Özal'ın "Ben de (anneannem)  Kürt'üm" dediği günden itibaren Türkiye'de Emperyalistlerin örgütlediği bir Kürt sorunu konuşulmaya başlanmıştı.

Her ne kadar Bakara, makaracı Egemen Bağış Özal'ın, Kürt'üm bile diyememiş olduğunu iddia etse bile Özal'ın o sözleri sarf ettiği yıllarda tahminen 14-16 yaşlarında olduğu için sallayım tutarsa demiştir.

Özal'ın Dünya'da Türk diye bir millet yoktur dediğinden mi, Mesut Yılmaz'ın AB'ye giden yol Diyarbakır'dan geçer dediğini mi, Süleyman Demirel'in Kürt realitesini tanıyorum dediğini mi, Erdoğan'ın Diyarbakır'ı Amerika'nın dediği gibi yıldız yapacağız dediğini mi, yine Erdoğan'ın Kıbrıs'tan toprak veririz dediğini mi ve daha nicelerinin yaratılmış Kürt sorununa sahip çıktığını unutmadık.

Daha ötesi Özal ne diyordu?

Türkiye'nin adı Anadolu olsun diyordu.

Çankaya'nın Şişmanı diye bir zamanlar anılan Özal, termik santrallere köylüyü ikna ederken yabancılar turist olarak gelir diyordu ancak gariban köylü turist denilenin işgal kuvvetleri olduğunu o günlerde nereden anlasın, anladığı tek şey alnı secdeli olmasıydı ve onlar da öyle oldu.

Hatta Özal'ın Türk kelimesinden nefretini dile getirmesini ve Türkiye'nin adını değiştirmeye kalkıştığını kardeşi Korkut Özal'da Ali Kırca'nın programında söyleyince uyarı üstüne uyarı almasına rağmen ısrarla tekrarlamıştı.

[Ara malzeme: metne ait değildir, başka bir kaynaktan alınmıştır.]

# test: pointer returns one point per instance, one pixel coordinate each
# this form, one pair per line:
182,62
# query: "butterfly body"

Diyeceksiniz ki, bu kadar ihanet çorabı başımıza geçirilmesine rağmen neden Türkiye'nin parçalanması gecikti?

Bunun iki sebebi var.

Birincisi bizi yönetmek üzere atananlar Türkiye'deki serveti kendi hesaplarına peyderpey geçirmekle uğraşırken Emperyalistleri oyalamaları yüzünden, ikincisi de TSK'nin henüz CIA İslam'ı ile tam şeref bulamamış olmasından kaynaklıydı.

Yönetenlerdeki zenginleşme tüm hızıyla sürüp, doğal kaynaklar yabancılara belirli rüşvet karşılığında dağıtılmaya devam ederken Milleti CIA İslam'ı ile oyalama görevi verilen cemaat ve tarikatlar bu ranttan pay almakla birlikte, sınır ötesi terör örgütleri de CIA güdümlü son darbe planlarında sona gelmiş ve beklenen şey sınır ötesindeki teröristlerle sınır içindeki cemaatlerin nasıl birleştirileceği, hangi bölgelerin PKK'ya hangilerinin Araplara, nerelerin hangi tarikat nerelerin hangi cemaatlere pay edileceği konusunda CIA ile MİT ortaklığında hükümetler arası pazarlık netleşememiştir.

Bu netleştiğinde her ey hazır olup paylaşıma başlanacaktır, süreç bitme noktasında olup Rusya'nın bu paydan alacağı konusunda anlaşmaya henüz varılamamış olması yazık ki süreci uzatacaktır.

Bu nedenle de Cumhur koalisyonu ve Muhalefet el birliği ile Erdoğan'ın son kez (istisnai) adaylığı için çalışmaktadırlar.

Son kez sözü de onlara aittir ki, baş danışman Uçum bile bunu telaffuz etmiştir.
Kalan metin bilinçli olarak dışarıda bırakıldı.